A Jewish socialist just won New Hampshire by 20 points. After the election of an African-American with the middle name Hussein, it may be difficult to get especially excited about Bernie Sanders becoming the first Jew to win a presidential primary. After all, we did already have a Jewish vice-presidential nominee — albeit one most progressives are anxious to forget.

But Sanders’s victory is a remarkable triumph for a certain strain of American Jewish political thought. When asked about his spirituality at last week’s Democratic debate, the Vermont senator replied, “My spirituality is that we are all in this together and that when children go hungry, when veterans sleep out on the street, it impacts me.”

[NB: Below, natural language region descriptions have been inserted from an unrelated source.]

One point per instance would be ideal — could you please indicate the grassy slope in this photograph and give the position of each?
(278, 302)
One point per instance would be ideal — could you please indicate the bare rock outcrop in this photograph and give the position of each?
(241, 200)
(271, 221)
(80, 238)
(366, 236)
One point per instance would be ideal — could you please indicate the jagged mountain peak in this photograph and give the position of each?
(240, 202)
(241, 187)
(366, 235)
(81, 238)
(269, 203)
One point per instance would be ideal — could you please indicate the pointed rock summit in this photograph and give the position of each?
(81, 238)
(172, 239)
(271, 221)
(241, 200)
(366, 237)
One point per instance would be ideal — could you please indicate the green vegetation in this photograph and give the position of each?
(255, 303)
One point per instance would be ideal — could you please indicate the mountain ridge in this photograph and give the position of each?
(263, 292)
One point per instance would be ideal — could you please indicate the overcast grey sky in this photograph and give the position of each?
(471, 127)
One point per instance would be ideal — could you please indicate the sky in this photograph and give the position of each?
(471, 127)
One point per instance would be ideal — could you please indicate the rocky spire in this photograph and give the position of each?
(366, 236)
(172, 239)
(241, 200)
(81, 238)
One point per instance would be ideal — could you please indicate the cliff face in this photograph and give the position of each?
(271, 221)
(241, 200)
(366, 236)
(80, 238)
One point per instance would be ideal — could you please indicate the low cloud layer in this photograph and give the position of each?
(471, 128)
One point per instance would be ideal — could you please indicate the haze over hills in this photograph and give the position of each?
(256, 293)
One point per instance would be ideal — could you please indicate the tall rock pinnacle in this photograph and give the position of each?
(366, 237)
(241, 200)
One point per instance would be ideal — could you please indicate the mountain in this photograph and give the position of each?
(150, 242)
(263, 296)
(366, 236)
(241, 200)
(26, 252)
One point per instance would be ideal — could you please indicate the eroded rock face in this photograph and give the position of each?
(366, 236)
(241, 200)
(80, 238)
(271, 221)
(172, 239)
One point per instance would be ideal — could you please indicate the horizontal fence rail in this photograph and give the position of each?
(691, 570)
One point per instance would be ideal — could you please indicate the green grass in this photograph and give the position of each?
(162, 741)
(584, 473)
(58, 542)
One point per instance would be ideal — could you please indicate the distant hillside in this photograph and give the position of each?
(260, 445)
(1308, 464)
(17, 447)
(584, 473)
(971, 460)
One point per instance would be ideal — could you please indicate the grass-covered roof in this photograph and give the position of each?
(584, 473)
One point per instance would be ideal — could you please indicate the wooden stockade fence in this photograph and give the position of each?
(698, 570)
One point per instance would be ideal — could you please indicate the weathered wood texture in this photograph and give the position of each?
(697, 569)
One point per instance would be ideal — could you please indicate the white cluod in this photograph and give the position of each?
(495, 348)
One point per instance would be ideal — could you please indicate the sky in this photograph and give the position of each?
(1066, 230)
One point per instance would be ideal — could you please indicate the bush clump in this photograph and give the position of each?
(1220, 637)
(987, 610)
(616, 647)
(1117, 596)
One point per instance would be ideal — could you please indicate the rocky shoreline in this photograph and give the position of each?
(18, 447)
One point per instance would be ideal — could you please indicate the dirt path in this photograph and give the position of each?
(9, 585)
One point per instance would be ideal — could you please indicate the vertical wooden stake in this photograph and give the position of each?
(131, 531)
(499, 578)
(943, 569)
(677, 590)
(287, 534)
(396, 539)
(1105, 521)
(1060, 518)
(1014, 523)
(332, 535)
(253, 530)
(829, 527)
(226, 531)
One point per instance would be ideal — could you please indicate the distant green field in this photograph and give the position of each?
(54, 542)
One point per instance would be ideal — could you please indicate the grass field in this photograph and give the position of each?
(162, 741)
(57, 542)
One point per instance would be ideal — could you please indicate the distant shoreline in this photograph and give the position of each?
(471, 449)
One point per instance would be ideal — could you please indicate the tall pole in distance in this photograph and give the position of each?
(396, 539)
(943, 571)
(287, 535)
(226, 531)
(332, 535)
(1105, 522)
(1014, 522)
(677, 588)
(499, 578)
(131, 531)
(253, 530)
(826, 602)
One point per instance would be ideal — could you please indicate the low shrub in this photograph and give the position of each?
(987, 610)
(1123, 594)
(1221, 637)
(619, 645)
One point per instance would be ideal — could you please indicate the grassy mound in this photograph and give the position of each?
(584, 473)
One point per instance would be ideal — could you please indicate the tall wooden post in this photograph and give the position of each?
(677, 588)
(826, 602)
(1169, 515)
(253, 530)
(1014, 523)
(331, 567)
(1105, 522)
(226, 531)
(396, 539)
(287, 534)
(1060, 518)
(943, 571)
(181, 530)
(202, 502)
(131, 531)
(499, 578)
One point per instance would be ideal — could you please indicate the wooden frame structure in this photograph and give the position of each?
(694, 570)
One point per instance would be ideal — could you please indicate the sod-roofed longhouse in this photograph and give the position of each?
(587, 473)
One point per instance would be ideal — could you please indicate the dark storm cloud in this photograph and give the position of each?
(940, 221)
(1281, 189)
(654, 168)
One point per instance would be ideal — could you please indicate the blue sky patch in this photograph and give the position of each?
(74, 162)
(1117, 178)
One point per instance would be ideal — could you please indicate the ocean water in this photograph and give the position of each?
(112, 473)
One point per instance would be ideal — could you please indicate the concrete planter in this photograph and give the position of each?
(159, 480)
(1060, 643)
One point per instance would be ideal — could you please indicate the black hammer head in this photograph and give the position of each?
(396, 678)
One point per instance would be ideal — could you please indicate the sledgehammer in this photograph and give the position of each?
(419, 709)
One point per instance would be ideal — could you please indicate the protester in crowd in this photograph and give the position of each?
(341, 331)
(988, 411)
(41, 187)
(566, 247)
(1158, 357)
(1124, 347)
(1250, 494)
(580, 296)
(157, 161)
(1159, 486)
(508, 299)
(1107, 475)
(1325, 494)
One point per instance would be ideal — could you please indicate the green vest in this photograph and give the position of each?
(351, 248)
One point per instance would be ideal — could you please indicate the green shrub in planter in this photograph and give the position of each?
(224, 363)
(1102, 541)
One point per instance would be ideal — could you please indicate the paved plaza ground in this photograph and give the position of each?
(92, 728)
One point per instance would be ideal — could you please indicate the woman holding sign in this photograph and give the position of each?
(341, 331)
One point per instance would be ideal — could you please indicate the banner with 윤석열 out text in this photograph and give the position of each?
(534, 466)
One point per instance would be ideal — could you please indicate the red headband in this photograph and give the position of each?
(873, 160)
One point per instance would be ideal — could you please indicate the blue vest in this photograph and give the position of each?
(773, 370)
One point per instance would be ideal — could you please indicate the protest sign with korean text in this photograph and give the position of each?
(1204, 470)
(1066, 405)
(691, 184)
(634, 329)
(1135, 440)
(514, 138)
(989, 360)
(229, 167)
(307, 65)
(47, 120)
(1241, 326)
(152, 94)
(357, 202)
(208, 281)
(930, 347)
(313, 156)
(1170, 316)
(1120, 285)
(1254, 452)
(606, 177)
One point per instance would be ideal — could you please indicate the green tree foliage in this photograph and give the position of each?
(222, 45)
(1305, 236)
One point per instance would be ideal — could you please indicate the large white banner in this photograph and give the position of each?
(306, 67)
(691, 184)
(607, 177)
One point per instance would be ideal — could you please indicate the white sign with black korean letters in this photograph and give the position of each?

Sanders’s Judaism is the socialist, universalist sort that was conceived through centuries of Talmudic scholarship, incubated in sweatshop factories in New York and Chicago, and brought to life in the great labor struggles of the early 20th century. Ironically, it was precisely this tradition that once made the prospect of a Jewish president utterly unthinkable.

A 1948 survey by the American Jewish Committee found nearly half of Americans associated Jews with Soviet spying, while 21 percent believed that “most Jews are Communists.” Of the 124 people questioned by Joseph McCarthy’s Senate Committee on Homeland Security and Governmental Affairs in 1952, 79 were Jews, according to a 2008 study by historian Aviva Weingarten.

For most of the 20th century, Jewish socialists had to turn right to gain acceptance in American public life. In 2016, American politics is turning left to gain the acceptance of a Jewish socialist.

In her concession speech, Hillary Clinton pledged that she would never allow Wall Street to threaten Main Street again. “When I tell you that no bank can be too big to fail and no executive too powerful to jail, you can count on it,” the former secretary of State exclaimed. She went on to decry the debts and “stacked deck” that keep working people from flourishing in America. It’s possible that Clinton would have employed such forthright economic populism had there been no Jewish socialist in the race. But it’s doubtful.

Together, we have sent the message that will echo from Wall Street to Washington,” Sanders shouted through his hoarse Brooklyn accent into the New Hampshire night. “And that is: The government of our great country belongs to all of the people.”

Tonight, New Hampshire belongs to a Jewish pinko.